São indícios da precipitação que estremecerá o casamento nas próximas horas de conversa. Ou de “combate”, como ilustra o ator Othon Bastos. Ele contracena com Eva Wilma em “O Manifesto”, peça de Brian Clark, autor inglês contemporâneo. Com tradução e direção de Flávio Marinho, tem pré-estréia na sexta em São Paulo, no teatro Renaissance.
Vinte anos atrás, houve uma montagem carioca dirigida por José Possi Neto e protagonizada por Beatriz Segall e Cláudio Corrêa e Castro. O pano de fundo da guerra é atualizado para a tomada do Iraque por EUA e Inglaterra. Mas o drama que encerra o típico humor britânico resulta mais circunscrito ao exercício da tolerância a dois.

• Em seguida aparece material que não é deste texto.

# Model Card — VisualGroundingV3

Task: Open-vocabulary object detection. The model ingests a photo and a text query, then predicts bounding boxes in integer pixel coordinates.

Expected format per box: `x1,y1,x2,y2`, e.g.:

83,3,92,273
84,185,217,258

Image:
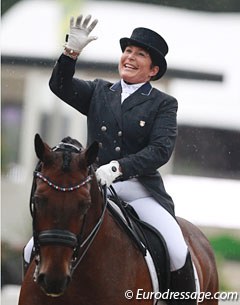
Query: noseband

Numa passagem, Margareth contemporiza: “Sei que você detesta, Edward, mas você realmente tem senso de humor”.
Ao que ele retruca: “E por que eu deveria detestar?”. Ela responde: “Porque o senso de humor é muito subversivo. Antes de rir, você tem que levar em conta os dois pontos de vista”.
É justamente numa página inteira de jornal que o militar zeloso da defesa da pátria se depara com a publicação de um manifesto assinado por “todos os comunas, frescos, atores desempregados, políticos desonestos”, como diz. E também por sua mulher, fato que o deixa pasmo. O documento pede a retirada das tropas norte-americanas do Iraque.
Na casa dos 60 anos, Margareth é movida pela consciência da finitude, como se saberá ao longo do diálogo. Sai da sombra do marido, retorna para a universidade, começa a trabalhar e vem agora a público na condição de militante de esquerda com o sobrenome do general.
Ele sublimou a farda, ela os livros. “Você passou seus melhores anos longe de mim e eu os meus melhores longe de você”, diz Margareth. “Nós vivemos em planetas distintos.” Artistas que ajudam a fazer a história da televisão e do cinema brasileiros, Othon Bastos, 74, e Eva Wilma, 73, dividem o palco pela segunda vez na carreira. A primeira foi em “Pequenos Assassinatos” (1971, direção de Osmar Rodrigues Cruz, que morreu neste ano), em temporada paulistana.
Como o general e a mulher da peça, eles conhecem a experiência de casamentos longos. Também não foram poucas as superações para tocar a vida pessoal e o ofício.